When we first encounter Niska, the year is 1919 and she is waiting for her nephew to return from the front. Niska is one of the last of the Oji-Cree people still living away from the reservations in the heart of the northern Canadian bush. Her connection to her culture and spirituality is unbroken by the loss of her homeland and kin.
Velvet beadwork is perhaps the most iconic form of beadwork to Indigenous peoples across Canada and the northern US. It is deeply connected to the spirituality of the land. The designs in my own yoke were inspired by the traditional designs common to Anishinaabe peoples, in particular a beaded Chippewa collar dated form 1920-1940 from the collection of the National Museum of the American Indian in New York.

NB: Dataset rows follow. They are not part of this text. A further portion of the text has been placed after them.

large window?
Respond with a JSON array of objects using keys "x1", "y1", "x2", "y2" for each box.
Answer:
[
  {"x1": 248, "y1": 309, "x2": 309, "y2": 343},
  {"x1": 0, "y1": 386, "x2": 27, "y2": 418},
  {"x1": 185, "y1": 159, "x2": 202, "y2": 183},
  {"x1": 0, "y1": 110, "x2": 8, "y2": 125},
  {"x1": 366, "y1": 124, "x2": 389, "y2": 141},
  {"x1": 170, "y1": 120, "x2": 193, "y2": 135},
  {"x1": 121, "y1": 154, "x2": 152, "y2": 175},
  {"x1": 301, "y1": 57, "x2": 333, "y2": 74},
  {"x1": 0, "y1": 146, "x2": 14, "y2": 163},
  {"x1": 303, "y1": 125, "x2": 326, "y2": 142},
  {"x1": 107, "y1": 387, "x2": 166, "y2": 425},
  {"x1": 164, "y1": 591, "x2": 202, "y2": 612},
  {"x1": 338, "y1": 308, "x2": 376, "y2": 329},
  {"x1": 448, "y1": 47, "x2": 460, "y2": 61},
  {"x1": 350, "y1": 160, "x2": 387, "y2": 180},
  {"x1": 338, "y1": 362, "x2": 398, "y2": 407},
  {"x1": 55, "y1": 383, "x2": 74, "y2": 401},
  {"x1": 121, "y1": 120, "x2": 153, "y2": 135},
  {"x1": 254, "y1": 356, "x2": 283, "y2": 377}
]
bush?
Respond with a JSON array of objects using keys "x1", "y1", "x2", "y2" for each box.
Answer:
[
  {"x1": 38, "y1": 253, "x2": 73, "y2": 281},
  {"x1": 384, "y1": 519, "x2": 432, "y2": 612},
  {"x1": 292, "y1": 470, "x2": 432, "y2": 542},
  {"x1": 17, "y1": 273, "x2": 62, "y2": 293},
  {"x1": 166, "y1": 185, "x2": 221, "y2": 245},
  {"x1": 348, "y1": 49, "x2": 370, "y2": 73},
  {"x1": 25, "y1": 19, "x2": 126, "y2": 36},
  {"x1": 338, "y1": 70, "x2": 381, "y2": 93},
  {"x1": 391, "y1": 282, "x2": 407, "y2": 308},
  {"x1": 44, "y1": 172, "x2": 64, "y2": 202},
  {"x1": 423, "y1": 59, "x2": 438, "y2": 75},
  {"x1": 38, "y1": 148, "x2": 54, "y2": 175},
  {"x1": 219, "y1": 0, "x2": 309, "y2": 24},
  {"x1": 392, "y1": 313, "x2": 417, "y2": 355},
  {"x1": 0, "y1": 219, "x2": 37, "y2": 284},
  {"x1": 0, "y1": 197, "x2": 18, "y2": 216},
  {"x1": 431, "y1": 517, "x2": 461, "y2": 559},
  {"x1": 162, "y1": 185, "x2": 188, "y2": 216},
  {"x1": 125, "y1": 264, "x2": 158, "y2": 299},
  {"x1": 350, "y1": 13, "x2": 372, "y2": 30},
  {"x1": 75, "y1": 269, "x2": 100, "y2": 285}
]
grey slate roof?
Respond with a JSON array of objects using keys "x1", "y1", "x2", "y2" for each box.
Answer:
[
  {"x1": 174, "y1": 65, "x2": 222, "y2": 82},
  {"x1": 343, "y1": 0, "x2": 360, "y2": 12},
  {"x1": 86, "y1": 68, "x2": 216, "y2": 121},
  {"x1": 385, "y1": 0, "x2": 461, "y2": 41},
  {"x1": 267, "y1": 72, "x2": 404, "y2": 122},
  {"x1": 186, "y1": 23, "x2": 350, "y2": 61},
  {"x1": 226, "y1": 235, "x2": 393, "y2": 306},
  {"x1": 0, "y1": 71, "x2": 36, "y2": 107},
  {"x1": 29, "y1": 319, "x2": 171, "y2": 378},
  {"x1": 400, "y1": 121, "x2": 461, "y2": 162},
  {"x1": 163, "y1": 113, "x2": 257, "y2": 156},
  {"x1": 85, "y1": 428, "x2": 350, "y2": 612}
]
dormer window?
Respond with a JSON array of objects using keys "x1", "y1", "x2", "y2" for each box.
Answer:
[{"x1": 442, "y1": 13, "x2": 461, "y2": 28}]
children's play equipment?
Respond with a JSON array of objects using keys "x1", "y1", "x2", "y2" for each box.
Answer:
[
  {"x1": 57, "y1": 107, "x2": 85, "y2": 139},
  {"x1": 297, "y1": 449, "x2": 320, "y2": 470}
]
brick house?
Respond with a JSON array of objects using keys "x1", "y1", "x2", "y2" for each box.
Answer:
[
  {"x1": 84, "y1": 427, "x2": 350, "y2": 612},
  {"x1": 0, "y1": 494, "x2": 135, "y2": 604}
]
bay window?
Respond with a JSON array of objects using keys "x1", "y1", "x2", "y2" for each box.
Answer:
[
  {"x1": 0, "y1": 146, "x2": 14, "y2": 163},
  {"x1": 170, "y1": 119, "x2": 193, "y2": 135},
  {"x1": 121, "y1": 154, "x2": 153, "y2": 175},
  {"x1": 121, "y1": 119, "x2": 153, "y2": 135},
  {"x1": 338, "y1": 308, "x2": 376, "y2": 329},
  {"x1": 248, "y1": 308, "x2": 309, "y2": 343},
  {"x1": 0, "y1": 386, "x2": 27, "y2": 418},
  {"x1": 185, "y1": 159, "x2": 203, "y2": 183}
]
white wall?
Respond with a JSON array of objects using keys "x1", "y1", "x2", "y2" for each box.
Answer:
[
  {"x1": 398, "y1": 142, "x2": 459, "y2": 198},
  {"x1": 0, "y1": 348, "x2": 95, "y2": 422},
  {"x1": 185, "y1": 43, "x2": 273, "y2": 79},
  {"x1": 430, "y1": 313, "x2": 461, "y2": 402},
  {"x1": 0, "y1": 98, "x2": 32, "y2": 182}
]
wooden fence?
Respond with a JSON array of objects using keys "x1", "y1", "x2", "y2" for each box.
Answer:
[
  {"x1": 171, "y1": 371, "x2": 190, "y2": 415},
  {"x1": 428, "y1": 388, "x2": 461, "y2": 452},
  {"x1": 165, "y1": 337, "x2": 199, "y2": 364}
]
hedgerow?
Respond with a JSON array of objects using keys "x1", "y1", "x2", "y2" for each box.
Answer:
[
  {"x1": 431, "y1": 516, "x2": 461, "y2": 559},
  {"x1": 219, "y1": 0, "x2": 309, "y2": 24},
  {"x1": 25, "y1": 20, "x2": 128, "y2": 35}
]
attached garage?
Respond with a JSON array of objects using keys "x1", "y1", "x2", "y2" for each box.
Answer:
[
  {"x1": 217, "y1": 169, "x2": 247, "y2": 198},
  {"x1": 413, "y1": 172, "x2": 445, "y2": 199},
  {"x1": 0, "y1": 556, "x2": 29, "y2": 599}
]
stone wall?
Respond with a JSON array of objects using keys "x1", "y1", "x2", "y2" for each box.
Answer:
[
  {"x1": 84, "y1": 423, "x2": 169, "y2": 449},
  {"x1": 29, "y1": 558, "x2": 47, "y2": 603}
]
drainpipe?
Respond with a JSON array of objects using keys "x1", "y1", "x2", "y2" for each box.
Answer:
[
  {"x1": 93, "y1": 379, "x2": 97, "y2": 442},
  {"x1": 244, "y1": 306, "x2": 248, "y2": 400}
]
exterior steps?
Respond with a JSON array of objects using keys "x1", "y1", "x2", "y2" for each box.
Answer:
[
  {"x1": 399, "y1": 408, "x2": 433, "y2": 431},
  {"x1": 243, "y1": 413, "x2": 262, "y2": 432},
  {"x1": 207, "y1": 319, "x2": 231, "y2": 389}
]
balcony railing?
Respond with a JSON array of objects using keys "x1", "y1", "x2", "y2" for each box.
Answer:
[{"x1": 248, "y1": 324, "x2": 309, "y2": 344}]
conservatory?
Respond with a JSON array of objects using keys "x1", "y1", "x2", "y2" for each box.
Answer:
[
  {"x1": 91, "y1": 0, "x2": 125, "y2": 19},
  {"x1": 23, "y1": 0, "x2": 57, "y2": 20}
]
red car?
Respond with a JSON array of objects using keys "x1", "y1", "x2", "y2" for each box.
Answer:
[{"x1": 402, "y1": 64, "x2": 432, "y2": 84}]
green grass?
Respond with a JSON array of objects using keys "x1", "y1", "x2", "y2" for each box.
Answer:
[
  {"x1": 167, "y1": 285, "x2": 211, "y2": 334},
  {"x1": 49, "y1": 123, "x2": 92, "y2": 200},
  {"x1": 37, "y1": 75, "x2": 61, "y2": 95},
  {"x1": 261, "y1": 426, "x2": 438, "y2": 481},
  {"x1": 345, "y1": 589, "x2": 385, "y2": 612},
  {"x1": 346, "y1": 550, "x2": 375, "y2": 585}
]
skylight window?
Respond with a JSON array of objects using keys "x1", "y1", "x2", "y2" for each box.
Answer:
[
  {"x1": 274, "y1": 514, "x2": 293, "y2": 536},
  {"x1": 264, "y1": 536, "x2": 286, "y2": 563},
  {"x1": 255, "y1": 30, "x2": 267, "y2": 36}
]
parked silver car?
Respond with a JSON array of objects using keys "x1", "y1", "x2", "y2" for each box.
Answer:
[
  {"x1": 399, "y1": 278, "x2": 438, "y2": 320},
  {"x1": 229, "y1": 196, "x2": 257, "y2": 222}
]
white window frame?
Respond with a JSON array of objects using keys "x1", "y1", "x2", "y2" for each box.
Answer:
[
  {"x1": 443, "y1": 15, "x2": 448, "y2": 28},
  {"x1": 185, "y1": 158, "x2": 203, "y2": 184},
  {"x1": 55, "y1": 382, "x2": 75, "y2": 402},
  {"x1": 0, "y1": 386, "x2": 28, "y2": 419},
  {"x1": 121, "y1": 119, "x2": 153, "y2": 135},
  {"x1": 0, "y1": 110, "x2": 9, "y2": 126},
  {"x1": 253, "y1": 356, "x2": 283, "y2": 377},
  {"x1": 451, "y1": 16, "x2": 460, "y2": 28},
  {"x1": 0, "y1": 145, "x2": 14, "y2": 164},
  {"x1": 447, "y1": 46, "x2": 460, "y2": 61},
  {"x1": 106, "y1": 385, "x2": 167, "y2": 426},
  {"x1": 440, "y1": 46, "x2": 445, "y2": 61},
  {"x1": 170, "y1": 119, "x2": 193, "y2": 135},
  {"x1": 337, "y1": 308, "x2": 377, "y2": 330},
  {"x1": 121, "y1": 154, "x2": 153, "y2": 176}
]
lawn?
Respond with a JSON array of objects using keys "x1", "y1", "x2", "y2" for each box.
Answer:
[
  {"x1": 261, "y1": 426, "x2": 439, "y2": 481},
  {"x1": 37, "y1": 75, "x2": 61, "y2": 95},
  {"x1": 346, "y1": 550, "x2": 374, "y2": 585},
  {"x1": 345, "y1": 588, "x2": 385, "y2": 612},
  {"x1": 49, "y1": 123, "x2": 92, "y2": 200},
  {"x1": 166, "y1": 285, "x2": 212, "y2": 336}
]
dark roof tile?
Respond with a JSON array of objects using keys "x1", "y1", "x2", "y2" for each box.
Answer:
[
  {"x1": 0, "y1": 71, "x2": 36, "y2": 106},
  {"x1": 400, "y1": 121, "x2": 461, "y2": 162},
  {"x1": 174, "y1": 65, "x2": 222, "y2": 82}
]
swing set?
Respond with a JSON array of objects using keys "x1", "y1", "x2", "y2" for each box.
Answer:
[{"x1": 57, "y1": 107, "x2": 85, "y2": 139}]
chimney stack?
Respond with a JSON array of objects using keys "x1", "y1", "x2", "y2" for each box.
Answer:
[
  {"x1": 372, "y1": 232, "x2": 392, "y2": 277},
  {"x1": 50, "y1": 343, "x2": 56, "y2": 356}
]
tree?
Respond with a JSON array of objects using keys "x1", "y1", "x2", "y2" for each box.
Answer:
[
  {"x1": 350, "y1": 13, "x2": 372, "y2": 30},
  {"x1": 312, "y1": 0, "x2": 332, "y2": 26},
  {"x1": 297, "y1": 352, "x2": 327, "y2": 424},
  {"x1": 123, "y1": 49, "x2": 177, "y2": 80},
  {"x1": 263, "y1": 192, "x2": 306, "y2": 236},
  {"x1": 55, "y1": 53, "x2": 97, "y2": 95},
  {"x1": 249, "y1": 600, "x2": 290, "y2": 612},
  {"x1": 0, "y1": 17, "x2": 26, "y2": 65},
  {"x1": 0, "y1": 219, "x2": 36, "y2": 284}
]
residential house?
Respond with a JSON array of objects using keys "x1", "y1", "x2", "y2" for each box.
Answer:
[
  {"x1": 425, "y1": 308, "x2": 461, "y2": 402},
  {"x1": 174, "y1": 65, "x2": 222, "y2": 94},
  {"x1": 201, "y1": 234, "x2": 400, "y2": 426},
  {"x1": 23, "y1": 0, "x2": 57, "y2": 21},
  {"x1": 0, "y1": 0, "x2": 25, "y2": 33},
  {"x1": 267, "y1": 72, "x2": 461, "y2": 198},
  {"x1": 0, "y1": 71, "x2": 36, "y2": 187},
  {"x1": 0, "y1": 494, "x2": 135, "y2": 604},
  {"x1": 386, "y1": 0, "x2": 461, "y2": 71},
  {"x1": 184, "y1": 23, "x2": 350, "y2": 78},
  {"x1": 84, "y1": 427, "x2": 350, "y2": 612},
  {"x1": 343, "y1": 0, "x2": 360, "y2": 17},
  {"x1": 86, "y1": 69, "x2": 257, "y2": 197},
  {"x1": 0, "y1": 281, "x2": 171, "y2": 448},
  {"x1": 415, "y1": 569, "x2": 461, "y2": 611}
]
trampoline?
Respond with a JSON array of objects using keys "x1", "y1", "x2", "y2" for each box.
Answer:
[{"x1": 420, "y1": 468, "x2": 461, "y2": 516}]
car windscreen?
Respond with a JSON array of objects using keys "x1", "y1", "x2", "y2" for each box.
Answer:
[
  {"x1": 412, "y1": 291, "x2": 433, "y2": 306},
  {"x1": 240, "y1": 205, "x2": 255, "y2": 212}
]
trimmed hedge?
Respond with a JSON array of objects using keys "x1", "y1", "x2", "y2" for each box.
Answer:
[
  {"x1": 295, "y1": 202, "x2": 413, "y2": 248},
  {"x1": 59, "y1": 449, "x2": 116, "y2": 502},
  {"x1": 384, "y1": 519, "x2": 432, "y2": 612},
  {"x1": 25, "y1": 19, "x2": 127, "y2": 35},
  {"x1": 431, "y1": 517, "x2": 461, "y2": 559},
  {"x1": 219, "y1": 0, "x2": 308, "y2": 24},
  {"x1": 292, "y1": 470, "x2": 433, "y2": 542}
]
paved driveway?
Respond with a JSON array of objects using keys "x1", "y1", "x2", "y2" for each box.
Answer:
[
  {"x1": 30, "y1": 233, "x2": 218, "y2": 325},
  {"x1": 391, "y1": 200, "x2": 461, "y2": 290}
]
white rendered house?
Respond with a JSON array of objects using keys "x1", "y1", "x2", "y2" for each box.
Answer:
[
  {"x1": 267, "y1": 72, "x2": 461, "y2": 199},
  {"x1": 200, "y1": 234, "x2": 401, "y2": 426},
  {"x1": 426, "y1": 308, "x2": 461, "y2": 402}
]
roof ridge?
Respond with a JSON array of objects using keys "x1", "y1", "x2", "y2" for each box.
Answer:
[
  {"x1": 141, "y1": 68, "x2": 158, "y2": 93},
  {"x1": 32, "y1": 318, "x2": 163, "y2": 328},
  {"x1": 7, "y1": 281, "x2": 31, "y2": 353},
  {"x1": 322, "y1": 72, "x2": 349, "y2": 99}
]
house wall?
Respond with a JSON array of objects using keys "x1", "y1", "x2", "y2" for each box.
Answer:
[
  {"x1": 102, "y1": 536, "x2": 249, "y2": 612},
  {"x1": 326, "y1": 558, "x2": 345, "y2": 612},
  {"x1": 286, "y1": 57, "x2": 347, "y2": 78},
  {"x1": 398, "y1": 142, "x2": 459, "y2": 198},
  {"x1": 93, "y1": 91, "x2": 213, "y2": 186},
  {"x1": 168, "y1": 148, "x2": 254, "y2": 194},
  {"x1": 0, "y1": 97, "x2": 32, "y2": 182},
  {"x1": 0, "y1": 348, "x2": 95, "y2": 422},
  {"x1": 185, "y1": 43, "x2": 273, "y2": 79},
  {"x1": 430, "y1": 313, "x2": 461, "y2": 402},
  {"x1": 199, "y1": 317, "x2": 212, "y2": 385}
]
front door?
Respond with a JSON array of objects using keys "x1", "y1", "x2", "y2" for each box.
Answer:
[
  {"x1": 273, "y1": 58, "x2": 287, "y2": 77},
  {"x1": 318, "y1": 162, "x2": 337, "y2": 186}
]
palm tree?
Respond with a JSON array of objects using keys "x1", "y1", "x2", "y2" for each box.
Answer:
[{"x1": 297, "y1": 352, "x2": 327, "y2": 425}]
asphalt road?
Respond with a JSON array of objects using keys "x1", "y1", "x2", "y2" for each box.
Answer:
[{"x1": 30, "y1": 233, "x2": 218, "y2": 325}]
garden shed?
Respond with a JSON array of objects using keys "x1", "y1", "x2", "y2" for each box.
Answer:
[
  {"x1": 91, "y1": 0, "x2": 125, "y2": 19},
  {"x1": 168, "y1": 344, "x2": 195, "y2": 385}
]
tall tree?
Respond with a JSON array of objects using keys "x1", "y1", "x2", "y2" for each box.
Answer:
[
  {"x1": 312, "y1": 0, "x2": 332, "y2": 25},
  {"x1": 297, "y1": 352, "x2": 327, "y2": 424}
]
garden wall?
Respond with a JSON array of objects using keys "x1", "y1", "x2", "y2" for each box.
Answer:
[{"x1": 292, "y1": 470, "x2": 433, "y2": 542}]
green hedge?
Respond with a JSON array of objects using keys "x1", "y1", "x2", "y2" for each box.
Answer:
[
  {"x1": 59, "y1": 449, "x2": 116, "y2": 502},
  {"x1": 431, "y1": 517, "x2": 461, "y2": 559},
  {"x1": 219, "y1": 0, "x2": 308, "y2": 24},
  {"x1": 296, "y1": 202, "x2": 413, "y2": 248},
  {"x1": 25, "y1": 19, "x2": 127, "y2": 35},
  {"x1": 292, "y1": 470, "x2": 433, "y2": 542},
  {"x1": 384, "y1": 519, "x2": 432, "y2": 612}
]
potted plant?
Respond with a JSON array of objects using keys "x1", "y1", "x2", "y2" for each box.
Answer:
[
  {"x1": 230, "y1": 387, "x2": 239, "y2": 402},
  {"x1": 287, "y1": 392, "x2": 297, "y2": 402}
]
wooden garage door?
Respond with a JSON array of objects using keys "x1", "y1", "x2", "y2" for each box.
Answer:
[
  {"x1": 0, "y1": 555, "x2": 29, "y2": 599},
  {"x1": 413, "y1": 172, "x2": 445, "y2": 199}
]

The use of metal cones to create jingle collars and jingle dresses emerged in the year 1900, on an Ojibwe reservation. I imagine that Niska would have used this type of jingle garment in her healing. The designs in this collar use plants native to Ontario and I think it captures the spirit of what Niska was trying to preserve.
Outline the construction…
This yoke is made from three layers of material: a cotton velveteen, cotton interfacing, and a cotton poplin. The beaded design was made with coloured glass seed beads, sewn on with a waxed cotton thread using a lazy stitch. Mirrors were attached using E6000 glue – a modern equivalent to animal glue.
I drafted the pattern using my shoulder width and the length that I wanted the yoke to hang down to. Using that pattern, I cut out the velveteen, interfacing, and poplin. I draped the velveteen over a hanger and let it hang for a day before attaching the interfacing layer to prevent stretching or warping once I started to sew the beads.
The design was traced lightly in chalk pen and beads were sewn in groups of 4-5. Traditionally, these items would be sewn in large wooden frames then cut into pattern shapes. However, I did not have access to this type of frame and had to use a small embroidery hoop, being careful not to stretch or warp the velveteen’s pile while sewing.
When the beadwork was finished, the poplin was basted to the velveteen and secured with bias tape. This was my first time sewing bias tape around curves and required some easing to prevent buckling. The jingle cones were attached with a knotted 0.7 cm ribbon and then pinched closed. They were then attached every 1.5 cm with a cross stitch. A brass button and loop closure were sewn into the top of the yoke.